Very sorry -- I somehow managed to get gmail to send an incomplete
message unintentionally

The unfinished part was:,

> e.g. Atomic+isolated operations on multiple objects are really
> emulating simple transactions.  What kind of isolation guarantee is
> offered?
>   - 'serializable' isolation would

I was about to say that to achieve full 'serializable' isolation may
require locking keys/objects that are currently absent (but which will
be inserted by the current insert operation).
(This is analogous to the 'phantom rows' problem in RDBMs).
i.e. It requires two-pass locking; accumulate all necessary locks,
including on the logical slots for any keys that are to be created.
If you don't do this then concurrent multi-object writes may appear to
be interleaved (not serializable) after the fact.
(Of course, acquiring a table-level lock achieves this but is
undesirable in other ways.)

There are of course other standard serialization levels to choose
from, e.g. 'repeatable-read'.

So whichever type of isolation you choose to support for ETS, it may
help users if the documentation describes it in standard vocabulary
(assuming one of the standard levels matches the semantics of ETS.)

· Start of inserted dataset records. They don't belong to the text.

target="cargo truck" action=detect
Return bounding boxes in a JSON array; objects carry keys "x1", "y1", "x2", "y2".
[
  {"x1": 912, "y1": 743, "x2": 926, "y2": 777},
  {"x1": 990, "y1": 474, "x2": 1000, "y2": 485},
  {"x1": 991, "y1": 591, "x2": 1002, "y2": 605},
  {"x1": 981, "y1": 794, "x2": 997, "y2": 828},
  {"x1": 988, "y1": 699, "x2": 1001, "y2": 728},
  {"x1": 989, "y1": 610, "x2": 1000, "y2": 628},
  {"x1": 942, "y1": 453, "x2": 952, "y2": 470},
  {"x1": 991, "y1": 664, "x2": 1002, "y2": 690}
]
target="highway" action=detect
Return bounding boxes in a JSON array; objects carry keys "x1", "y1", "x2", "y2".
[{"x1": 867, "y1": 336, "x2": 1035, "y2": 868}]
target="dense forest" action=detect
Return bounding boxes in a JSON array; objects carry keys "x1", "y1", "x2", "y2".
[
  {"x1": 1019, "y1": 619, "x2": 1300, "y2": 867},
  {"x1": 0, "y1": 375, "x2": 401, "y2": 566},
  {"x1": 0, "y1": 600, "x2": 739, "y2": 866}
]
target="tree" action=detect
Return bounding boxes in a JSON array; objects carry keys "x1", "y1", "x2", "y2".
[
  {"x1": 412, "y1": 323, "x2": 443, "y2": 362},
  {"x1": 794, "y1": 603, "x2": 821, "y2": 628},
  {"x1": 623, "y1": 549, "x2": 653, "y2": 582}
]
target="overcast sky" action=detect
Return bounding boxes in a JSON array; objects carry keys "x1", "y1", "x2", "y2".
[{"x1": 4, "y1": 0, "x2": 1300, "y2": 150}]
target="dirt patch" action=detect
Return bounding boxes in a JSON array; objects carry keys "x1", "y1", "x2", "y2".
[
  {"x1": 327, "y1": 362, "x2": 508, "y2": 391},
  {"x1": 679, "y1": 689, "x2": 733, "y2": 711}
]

Apologies again for the earlier incomplete message.

regards,

Chris

On Thu, Jul 2, 2009 at 8:02 AM, Chris Newcombe<chris.newcombe@REDACTED> wrote:
>>>Don't you think it's enough if stated about {write_concurrency,bool()} that is does
> not break any semantic promises about atomicy and isolation. Maybe
> note that operations
> that makes such promises will gain less (or nothing) from
> {write_concurrency,true}.
>
> Yes, that would be fine IMO.
>
>
>> I don't think we should need to describe the current internal locking
>> strategy.
>
> Sorry, I wasn't more clear.   I wasn't advocating exposing/documenting
> implementation details -- I realize that you need as much
> implementation freedom as possible.
> I was trying to show that some examples of potential implementation
> strategies might help users understand what is not guaranteed.
> But it was a bad suggestion -- it would be better to simply refer
> indirectly to the API semantics documented elsewhere, as you say.
>
>
>> Also, any guarantees about atomicy and isolation only applies to the data
>> that the function is operating on.
>
> Yes.  IMO the API semantics should describe this.  However, I think
> you need more detail.
> e.g. Atomic+isolated operations on multiple objects are really
> emulating simple transactions.  What kind of isolation guarantee is
> offered?
>   - 'serializable' isolation would
>
>
>
>
> On Thu, Jul 2, 2009 at 3:21 AM, Sverker
> Eriksson<sverker@REDACTED> wrote:
>> Chris Newcombe wrote:
>>>
>>> I just noticed that the new {write_concurrency, true} option says that
>>> write-locks might no-longer be taken at the table level.
>>>
>>>    "Different parts of the same table can be mutated (and read) by
>>> concurrent processes."
>>>
>>> (full text below)
>>>
>>> It does not say which write/read APIs are allowed to be concurrent.
>>>
>>>
>>
>> The idea with write_concurrency was that it should be pure performance
>> tuning
>> and not change any guarentees about API semantics.
>>
>>> So there's the usual natural tension between clean API semantics for
>>> compound write operations, and increased concurrency.  e.g. Some
>>> applications might want atomicity, but might care more about increased
>>> concurrency than full isolation.  Other applications (like my current
>>> one) might really need strong isolation.
>>>
>>> But I guess that backwards-compatibility reasons will dominate your
>>> decision (quite understandably).  Given the historic implicit behavior
>>> (strong isolation) for delete_all_objects, insert, and insert_new, it
>>> would be dangerous to change them now.   Also, strong isolation
>>> follows the principle of least surprise.
>>>
>>>
>>
>> True, backward-compatibility was the main reason for deciding now about
>> making
>> the atomic and isolated semantics of insert, insert_new and
>> delete_all_objects
>> to be guaranteed in the docs.
>> The introduction of write_concurrency was however about
>> backward-compatibility
>> with respect only to performance and not semantics.
>>
>>> It would be great if the updated documentation for the APIs
>>> specifically described the isolation semantics when
>>> {write_concurrency,true} is used.
>>>  And vice-versa too; e.g. it would good if the documentation for
>>> write_concurrency mentioned that compound-write operations will either
>>> acquire multiple fine-grain write-locks (i.e. acquire all necessary
>>> locks before modifying anything), or may choose to acquire a
>>> table-level lock, to ensure (in either case) that their historic
>>> isolation behavior is preserved.
>>> Therefore applications that make heavy use of compound-write
>>> operations might see less benefit from {write_concurrency, true}.
>>>
>>>
>>
>> Don't you think it's enough if stated about {write_concurrency,bool()} that
>> is does
>> not break any semantic promises about atomicy and isolation. Maybe note that
>> operations
>> that makes such promises will gain less (or nothing) from
>> {write_concurrency,true}.
>> I don't think we should need to describe the current internal locking
>> strategy.
>>
>> Also, any guarantees about atomicy and isolation only applies to the data
>> that the function is operating on.
>>
>> /Sverker, Erlang/OTP
>>
>>
>>
>